The typical medical device RFID tag is a layer of plastic with a label over top. To survive autoclave sterilization, the tag must be built with materials that won’t deteriorate when exposed to the high heat and high levels of moisture. This means no paper (obviously) or plastics that will deteriorate, shrink or expand in such conditions. The base material’s physical properties must not change due to exposure.


The second feature concerns the way in which the RFID tag chip and antenna are attached to each other. There are two common methods for doing this: epoxy or solder.


Epoxy has certain properties that are affected by thermal cycles. If you use this attachment method, you must take extraordinary measures to protect the connection. This is why most label-style RFID tags can’t survive autoclave – the epoxy bond between their chip and antenna tends to fail over repeated thermal cycles. There ARE people who put labels inside plastic. They over-mold plastic or laminate a thick layer of plastic over a label style tag. But it doesn’t make it tolerant of 140 degrees C – which means it won’t survive the autoclave.


Solder is much more resistant to thermal cycles than epoxy. And for obvious reasons – metal is stronger than glue. Compared to glue, solder is not as susceptible to degradation. Not the way epoxy is. This is why we make Vizinex tags metal-to-metal. In the past, we used epoxy and went to great lengths to protect it from degradation. But at best, the tags would start to fail after 150 cycles or so – no matter what you did to fortify the bond. Sure, it’s possible for one epoxy-bound tag to get to 500 cycles, but on the whole, 90% of them won’t. That’s why we use solder. Case in point – our solder-bonded RFID tags have survived over 500 thermal cycles and we have yet to have one failure. The performance difference is stark.
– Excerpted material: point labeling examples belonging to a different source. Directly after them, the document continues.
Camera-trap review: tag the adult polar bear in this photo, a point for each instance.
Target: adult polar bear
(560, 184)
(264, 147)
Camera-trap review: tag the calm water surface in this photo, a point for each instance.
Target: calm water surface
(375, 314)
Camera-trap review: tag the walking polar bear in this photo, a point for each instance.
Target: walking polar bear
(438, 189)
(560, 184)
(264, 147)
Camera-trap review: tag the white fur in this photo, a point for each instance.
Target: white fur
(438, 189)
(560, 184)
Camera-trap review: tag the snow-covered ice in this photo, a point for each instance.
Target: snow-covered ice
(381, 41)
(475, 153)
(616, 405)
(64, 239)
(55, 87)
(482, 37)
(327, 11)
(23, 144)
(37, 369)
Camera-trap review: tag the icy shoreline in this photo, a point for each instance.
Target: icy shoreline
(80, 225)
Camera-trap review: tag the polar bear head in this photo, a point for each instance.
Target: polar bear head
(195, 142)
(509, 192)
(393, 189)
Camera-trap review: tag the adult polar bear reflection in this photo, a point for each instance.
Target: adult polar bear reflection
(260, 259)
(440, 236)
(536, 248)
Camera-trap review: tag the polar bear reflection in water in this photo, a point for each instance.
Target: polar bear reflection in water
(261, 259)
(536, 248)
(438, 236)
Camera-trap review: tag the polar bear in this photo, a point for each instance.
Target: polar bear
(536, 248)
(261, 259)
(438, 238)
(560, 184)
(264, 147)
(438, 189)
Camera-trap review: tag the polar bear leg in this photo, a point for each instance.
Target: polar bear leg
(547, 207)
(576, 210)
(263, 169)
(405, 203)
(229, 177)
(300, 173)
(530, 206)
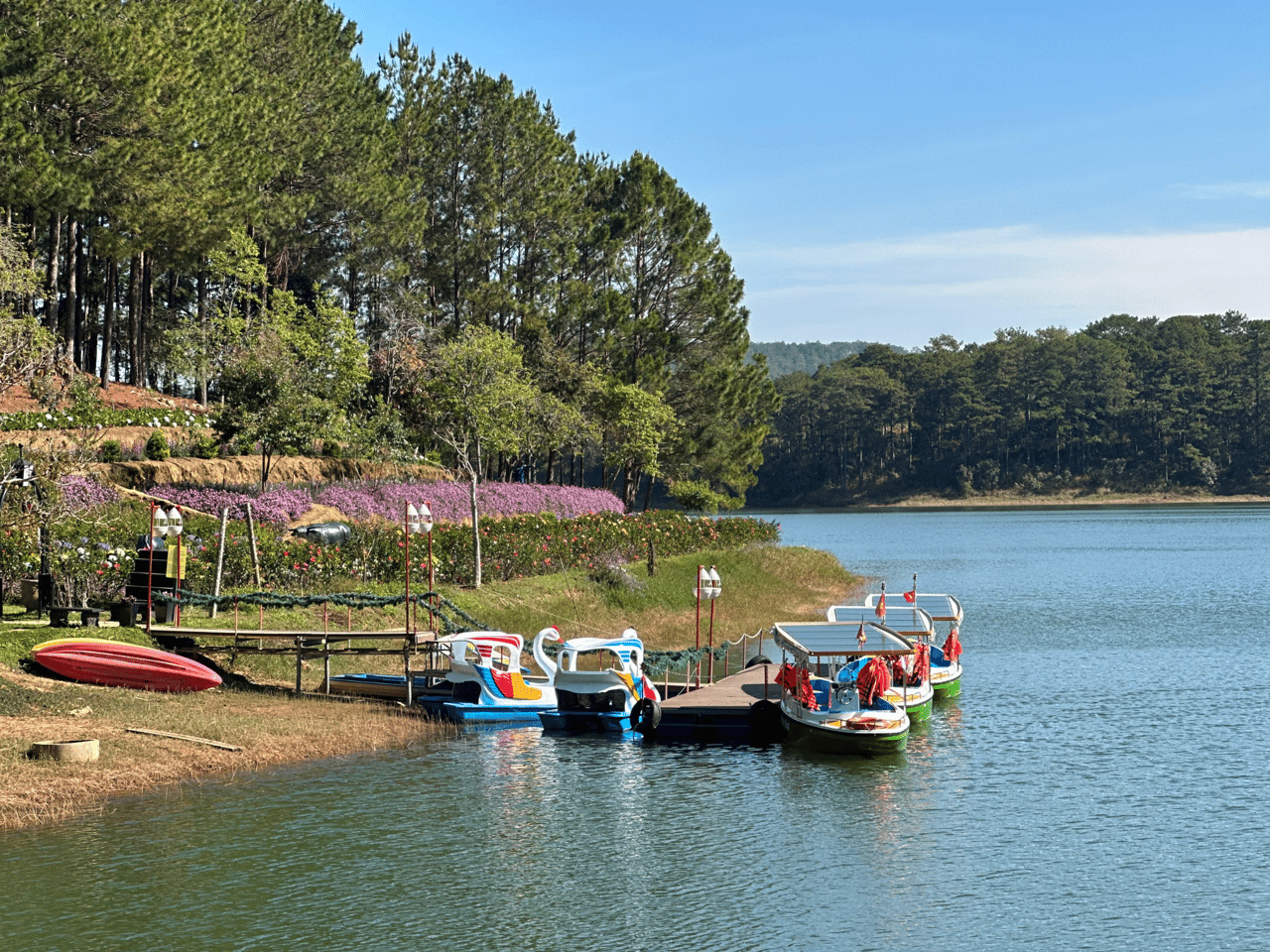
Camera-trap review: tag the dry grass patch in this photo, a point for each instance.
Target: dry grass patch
(271, 728)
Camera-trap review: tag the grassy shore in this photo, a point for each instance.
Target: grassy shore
(275, 726)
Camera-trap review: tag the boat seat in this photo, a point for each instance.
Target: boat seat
(824, 693)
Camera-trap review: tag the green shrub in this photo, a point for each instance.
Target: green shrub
(157, 447)
(203, 447)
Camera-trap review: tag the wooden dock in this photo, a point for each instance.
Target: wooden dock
(740, 708)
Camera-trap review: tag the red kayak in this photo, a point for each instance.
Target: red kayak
(121, 665)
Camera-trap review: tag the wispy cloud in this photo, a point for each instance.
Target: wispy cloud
(1227, 189)
(971, 284)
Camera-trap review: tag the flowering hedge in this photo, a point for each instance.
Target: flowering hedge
(512, 546)
(99, 417)
(362, 499)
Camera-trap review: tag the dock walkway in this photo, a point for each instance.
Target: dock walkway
(742, 708)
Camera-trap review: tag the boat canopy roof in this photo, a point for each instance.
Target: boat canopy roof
(942, 608)
(838, 639)
(905, 619)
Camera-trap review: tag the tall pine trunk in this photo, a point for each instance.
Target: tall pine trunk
(112, 277)
(53, 278)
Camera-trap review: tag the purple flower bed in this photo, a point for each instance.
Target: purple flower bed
(276, 504)
(80, 493)
(448, 502)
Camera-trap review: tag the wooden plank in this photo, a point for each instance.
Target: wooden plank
(735, 692)
(183, 737)
(285, 634)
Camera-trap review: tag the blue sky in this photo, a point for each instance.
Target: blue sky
(894, 172)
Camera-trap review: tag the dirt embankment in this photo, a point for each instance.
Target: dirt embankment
(235, 470)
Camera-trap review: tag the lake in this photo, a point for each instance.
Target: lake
(1101, 782)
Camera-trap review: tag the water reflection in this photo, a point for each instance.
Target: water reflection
(1043, 807)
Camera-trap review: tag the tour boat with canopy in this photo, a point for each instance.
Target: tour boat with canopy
(911, 685)
(945, 658)
(832, 693)
(599, 684)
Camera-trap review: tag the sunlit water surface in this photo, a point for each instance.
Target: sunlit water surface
(1100, 783)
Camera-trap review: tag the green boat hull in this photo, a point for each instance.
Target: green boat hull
(846, 743)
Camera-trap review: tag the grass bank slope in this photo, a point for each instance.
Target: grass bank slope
(761, 584)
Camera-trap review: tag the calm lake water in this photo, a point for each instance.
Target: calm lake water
(1100, 783)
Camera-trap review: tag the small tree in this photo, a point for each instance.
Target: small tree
(636, 425)
(267, 403)
(474, 398)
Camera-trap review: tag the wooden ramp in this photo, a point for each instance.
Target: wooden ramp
(742, 708)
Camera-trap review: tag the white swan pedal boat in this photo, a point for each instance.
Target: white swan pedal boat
(599, 685)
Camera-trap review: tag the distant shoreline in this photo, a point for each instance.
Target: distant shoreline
(1003, 500)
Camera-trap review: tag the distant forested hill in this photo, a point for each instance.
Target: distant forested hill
(786, 358)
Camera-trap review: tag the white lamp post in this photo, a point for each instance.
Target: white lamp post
(712, 592)
(426, 525)
(158, 530)
(176, 527)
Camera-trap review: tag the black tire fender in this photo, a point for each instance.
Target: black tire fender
(645, 716)
(765, 721)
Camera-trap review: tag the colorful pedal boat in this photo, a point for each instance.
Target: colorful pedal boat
(488, 683)
(828, 714)
(612, 696)
(485, 683)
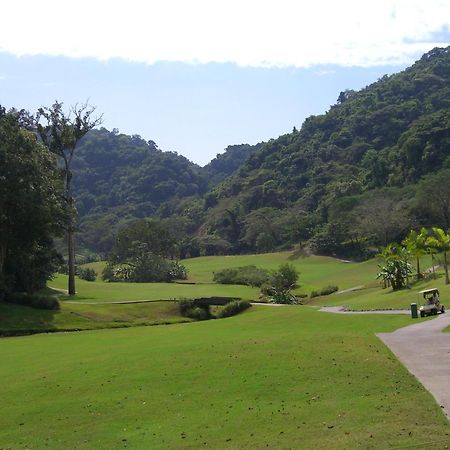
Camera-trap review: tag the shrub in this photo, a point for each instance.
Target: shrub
(285, 277)
(246, 275)
(327, 290)
(38, 301)
(86, 274)
(150, 269)
(233, 308)
(189, 308)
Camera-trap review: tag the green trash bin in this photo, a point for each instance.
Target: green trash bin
(414, 311)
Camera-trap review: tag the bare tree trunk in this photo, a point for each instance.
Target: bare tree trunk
(70, 233)
(447, 281)
(71, 259)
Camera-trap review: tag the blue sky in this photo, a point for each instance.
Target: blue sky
(198, 76)
(194, 109)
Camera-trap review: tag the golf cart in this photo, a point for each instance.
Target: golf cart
(432, 304)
RFID tags that get embedded in medical instruments must be medically-compatible. What does that mean? It means they have to be extremely stable and shouldn’t outgas the tag components. This is because you can’t put something on a scalpel, like an RFID tag, that will leave a residue on it. You can’t have anything migrate out of the tag materials and onto instruments that make contact with a patient’s body.

This is why RFID engineers use materials that will remain stable in an autoclave environment. One example is medically-certified FR4, which is a resin-reinforced glass, or fiberglass. It has been qualified for use in medical devices that make contact with the human body. This means it won’t harm the patient.


Even the label of a medical device RFID tag must consist of the right materials to survive the autoclave. Most off-the-shelf RFID labels are made of some form of polyester, which will shrink when exposed to heat. But it’s not just the material – the printing on those labels degrades as well. For example, it can shrink non-uniformly, distorting the barcode and making the label unreadable.

This is why our RFID engineers use a thermally-stable material for the label. And because autoclave trays are often cleaned with a solvent, chemical or abrasive, we use a temperature, moisture and cleaning-resistant printing ink. This ensures the labels – and the ink printed on them – survive.


Time is critical in a hospital environment. Medical professionals have to be able to locate the right medical instrument when they need it. Embedding an RFID tag that can survive the autoclave is what makes this possible. Everything covered in this post was learned from experience. It’s why we engineer our tags the way we do – and it’s why they withstand the most extreme environmental conditions.